Exclusive-Pentagon says US military personnel are reportedly being targeted using location data

By Raphael Satter
WASHINGTON, May 28 (Reuters) – U.S. forces deployed to war zones were targeted using commercially available location data, according to reports provided by military officials; This is an example of how the global surveillance economy is shaping the battlefield.
In a letter shared with Reuters by U.S. Senator Ron Wyden, an Oregon Democrat, U.S. Central Command said it had “received numerous threat reports of hostile exploitation of commercial location data to target or spy on U.S. personnel in attack.” The message sent on April 14 did not provide further details, but Centcom’s area of responsibility includes the Gulf, where US forces are confronting the Iranian military on the Strait of Hormuz.
Wyden and a bipartisan group of lawmakers said in a letter sent to the Pentagon on Thursday that the announcement was the first official confirmation that U.S. forces were targeted in an active war zone.
“Commercial location data can be used to determine where U.S. troops are concentrated and their lifestyles, which can be used by adversaries to target attacks such as missiles, drones, and roadside bombs, and for counterintelligence purposes,” the letter said. Wyden said in a statement that it was time to “start viewing the adtech industry as a national security threat.”
The Pentagon did not respond to messages seeking comment. Efforts to obtain more information from military officials about the reported targeting were unsuccessful, the lawmakers said in their letter.
LOCATION DATA TRADING RAISES PRIVACY CONCERNS
Location data is widely used in digital advertising, a major source of revenue for many technology companies. This type of data is typically collected from: smartphones or by applications or service providers before other devices are sold to data brokers who collect and resell data, sometimes through complex networks of intermediaries.
Although the threat to privacy of selling details of people’s daily movements on the open market has long been a matter of public debate, its potential to be a national security risk has also recently raised concerns.
In 2016, a U.S. defense contractor was able to leverage commercially available location data to track special operations forces from their U.S. base to a sensitive outpost in Syria, according to an account first reported by the Wall Street Journal.
More recently, journalists at Wired and two German news outlets leveraged billions of coordinates collected by a data broker to reveal detailed inflows and outflows of people stationed in or around 11 U.S. Military and intelligence centers in Germany.
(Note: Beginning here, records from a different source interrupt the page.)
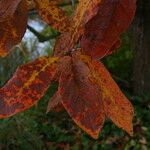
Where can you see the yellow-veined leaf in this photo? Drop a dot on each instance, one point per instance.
(27, 86)
(116, 106)
(53, 15)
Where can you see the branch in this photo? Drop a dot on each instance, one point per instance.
(41, 37)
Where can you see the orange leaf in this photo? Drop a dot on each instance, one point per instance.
(13, 24)
(53, 15)
(80, 97)
(104, 30)
(27, 86)
(55, 103)
(86, 9)
(116, 106)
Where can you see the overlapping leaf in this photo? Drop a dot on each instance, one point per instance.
(102, 31)
(86, 9)
(116, 106)
(53, 15)
(12, 24)
(27, 86)
(81, 97)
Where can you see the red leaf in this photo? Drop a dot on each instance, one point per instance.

Two groups representing digital advertisers, the Interactive Advertising Bureau and the Association of National Advertisers, did not respond to emails seeking comment.
The letter from US lawmakers to the Pentagon stated that, given what military officials knew about the trading of location data, they needed to act faster to protect their personnel; for example, by disabling the unique advertising ID added to military devices, automatically turning off location sharing on smartphones in the field, and directing personnel from Google’s Chrome web browser to more privacy-focused alternatives.
One of the signatories of the letter was U.S. Rep. Pat Harrigan, a North Carolina Republican who was previously a U.S. Army Special Forces officer. Harrigan said browsers like Chrome were “built from the ground up to collect and share user data” and that “every day they remain on government-issued devices” is “another day we give our enemies a weapon against our own troops.”
Alphabet’s Google said in a statement that Chrome has “industry-leading security.” The company added that it has “long advocated for stronger rules and protections against data brokers.”